Mme Odette Terrade. Je demande la parole pour explication de vote.
M. le président. La parole est à Mme Terrade.
Mme Odette Terrade. L'amendement n° 4 vise à écarter de la définition du producteur les sous-traitants et les professionnels de la construction immobilière. De plus, les articles du code civil qui sont visés dans cet amendement et qui organisent ce secteur apparaissent moins protecteurs pour les consommateurs, et d'application difficile.
Pour ces différentes raisons, le groupe communiste républicain et citoyen votera contre l'amendement de la commission.
M. le président. Personne ne demande plus la parole ?...
Je mets aux voix l'amendement n° 4, repoussé par le Gouvernement.

(L'amendement est adopté.)
M. le président. Par amendement n° 32, M. Charmant et les membres du groupe socialiste et apparentés proposent de compléter le texte présenté par l'article 7 pour l'article 1386-6 du code civil par un alinéa ainsi rédigé :
« Si le producteur ne peut être identifié, chaque fournisseur en sera considéré comme producteur, à moins qu'il n'indique à la victime, dans un délai raisonnable, l'identité du producteur ou de celui qui lui a fourni le produit. »
La parole est à M. Charmant.
M. Marcel Charmant.
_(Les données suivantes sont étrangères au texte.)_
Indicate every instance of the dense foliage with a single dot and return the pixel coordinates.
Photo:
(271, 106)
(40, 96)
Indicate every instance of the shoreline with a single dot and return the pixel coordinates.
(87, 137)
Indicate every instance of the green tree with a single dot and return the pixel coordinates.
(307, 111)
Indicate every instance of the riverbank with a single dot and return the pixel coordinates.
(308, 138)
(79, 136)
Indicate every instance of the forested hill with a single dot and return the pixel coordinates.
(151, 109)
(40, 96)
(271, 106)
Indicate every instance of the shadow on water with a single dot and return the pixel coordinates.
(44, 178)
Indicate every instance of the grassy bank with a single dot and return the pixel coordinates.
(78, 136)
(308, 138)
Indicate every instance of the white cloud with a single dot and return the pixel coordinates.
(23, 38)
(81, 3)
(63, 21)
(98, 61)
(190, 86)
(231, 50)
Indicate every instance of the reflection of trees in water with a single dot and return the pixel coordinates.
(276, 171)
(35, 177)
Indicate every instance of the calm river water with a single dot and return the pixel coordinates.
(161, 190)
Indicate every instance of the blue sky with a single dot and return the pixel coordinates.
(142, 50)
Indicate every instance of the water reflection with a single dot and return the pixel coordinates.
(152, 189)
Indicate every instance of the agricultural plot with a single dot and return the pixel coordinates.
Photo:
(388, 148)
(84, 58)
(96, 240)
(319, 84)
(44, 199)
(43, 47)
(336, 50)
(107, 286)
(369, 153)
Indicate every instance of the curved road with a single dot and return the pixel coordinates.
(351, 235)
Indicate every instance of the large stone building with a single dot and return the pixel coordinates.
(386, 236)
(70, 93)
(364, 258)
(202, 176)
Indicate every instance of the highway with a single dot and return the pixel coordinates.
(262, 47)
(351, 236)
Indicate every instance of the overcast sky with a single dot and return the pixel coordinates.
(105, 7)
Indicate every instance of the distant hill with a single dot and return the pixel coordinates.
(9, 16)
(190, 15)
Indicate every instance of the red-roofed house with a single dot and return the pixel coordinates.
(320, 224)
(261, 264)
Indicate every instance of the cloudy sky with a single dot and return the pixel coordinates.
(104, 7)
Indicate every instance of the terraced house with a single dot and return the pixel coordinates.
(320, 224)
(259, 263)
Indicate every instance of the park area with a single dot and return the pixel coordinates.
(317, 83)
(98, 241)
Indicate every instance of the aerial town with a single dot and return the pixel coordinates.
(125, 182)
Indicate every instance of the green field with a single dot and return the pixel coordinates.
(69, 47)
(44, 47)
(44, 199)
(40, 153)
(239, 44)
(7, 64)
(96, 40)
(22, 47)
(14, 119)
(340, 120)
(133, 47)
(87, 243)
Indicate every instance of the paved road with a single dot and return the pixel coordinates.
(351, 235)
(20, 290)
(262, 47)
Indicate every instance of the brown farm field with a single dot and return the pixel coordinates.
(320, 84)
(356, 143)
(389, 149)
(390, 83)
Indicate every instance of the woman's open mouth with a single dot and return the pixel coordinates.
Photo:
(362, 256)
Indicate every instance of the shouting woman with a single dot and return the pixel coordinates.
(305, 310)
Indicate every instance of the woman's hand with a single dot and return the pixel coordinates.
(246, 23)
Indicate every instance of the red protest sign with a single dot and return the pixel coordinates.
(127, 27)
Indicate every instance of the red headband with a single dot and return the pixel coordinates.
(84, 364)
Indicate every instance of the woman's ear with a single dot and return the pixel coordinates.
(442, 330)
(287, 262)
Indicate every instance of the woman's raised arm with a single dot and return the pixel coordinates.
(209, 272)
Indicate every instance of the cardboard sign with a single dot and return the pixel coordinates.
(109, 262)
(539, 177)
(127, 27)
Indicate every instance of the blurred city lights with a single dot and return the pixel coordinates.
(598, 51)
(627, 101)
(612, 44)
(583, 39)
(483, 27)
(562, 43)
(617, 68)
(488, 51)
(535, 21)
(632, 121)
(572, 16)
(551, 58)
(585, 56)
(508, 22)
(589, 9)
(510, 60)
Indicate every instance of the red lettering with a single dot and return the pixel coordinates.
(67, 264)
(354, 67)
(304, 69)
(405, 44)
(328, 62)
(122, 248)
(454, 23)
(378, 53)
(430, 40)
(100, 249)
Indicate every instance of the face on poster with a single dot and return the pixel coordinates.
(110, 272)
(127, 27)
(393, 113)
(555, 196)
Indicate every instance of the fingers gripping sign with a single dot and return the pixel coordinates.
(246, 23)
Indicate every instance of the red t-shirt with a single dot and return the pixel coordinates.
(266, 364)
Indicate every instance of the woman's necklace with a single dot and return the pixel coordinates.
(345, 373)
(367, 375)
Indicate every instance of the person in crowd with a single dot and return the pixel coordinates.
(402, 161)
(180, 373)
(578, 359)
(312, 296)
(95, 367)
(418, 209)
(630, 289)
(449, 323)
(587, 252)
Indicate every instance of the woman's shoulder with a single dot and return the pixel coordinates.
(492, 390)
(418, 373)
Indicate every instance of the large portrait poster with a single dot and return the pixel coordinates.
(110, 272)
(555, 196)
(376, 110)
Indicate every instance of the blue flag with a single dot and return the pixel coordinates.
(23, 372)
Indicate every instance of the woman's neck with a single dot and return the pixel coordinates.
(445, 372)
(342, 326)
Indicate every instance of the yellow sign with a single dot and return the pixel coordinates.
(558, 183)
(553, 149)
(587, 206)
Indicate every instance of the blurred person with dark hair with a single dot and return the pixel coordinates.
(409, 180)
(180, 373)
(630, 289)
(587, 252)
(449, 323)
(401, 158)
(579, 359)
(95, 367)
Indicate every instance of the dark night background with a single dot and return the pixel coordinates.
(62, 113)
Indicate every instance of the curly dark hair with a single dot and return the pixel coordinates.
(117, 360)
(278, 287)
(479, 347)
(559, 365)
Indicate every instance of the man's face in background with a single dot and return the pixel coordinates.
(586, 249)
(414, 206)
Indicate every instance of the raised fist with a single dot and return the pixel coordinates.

Cet amendement a pour objet d'introduire dans le texte de la proposition de loi une disposition de la directive qui n'y figure pas et qui prévoit que, lorsque le producteur ne peut être identifié, chaque fournisseur sera considéré comme producteur, à moins qu'il ne fasse connaître à la victime l'identité du producteur ou de celui qui a fourni le produit.
Il s'agit de protéger le consommateur en lui permettant d'atteindre assez facilement le responsable du défaut du produit, que ce soit le producteur ou le commerçant. Nous permettons également au commerçant de se décharger de sa responsabilité sur le producteur en faisant connaître son identité.
M. le président. Quel est l'avis de la commission ?
M. Pierre Fauchon, rapporteur. La commission comprend les préoccupations de M. Charmant, mais il lui semble que l'article 8 de la proposition de loi y répond : « Le vendeur, le loueur ou tout autre fournisseur professionnel est responsable du défaut de sécurité du produit dans les mêmes conditions que le producteur. »
Je souhaite donc que M. Charmant accepte de retirer son amendement, faute de quoi la commission y serait défavorable, car il est satisfait.
M. le président. Quel est l'avis du Gouvernement ?
Mme Elisabeth Guigou, garde des sceaux. Le Gouvernement n'est pas non plus favorable à cet amendement. D'abord, parce qu'il ne paraît pas compatible avec le texte de l'article 8 de la proposition de loi, qui n'établit pas de hiérarchie entre les différents intervenants de la chaîne de production et de distribution. Ensuite, parce que notre droit national permet à la victime de se retourner indifféremment contre l'un quelconque des membres de cette chaîne.
M. le président. Monsieur Charmant, l'amendement est-il maintenu ?
M. Marcel Charmant. Comment ne pas se rallier à deux avis aussi éclairés ? (Sourires.)
Je regrette que le texte de la directive ne soit pas pris en compte, mais je retire mon amendement.
M. le président. L'amendement n° 32 est retiré.
Personne ne demande la parole ?...
Je mets aux voix l'article 7, modifié.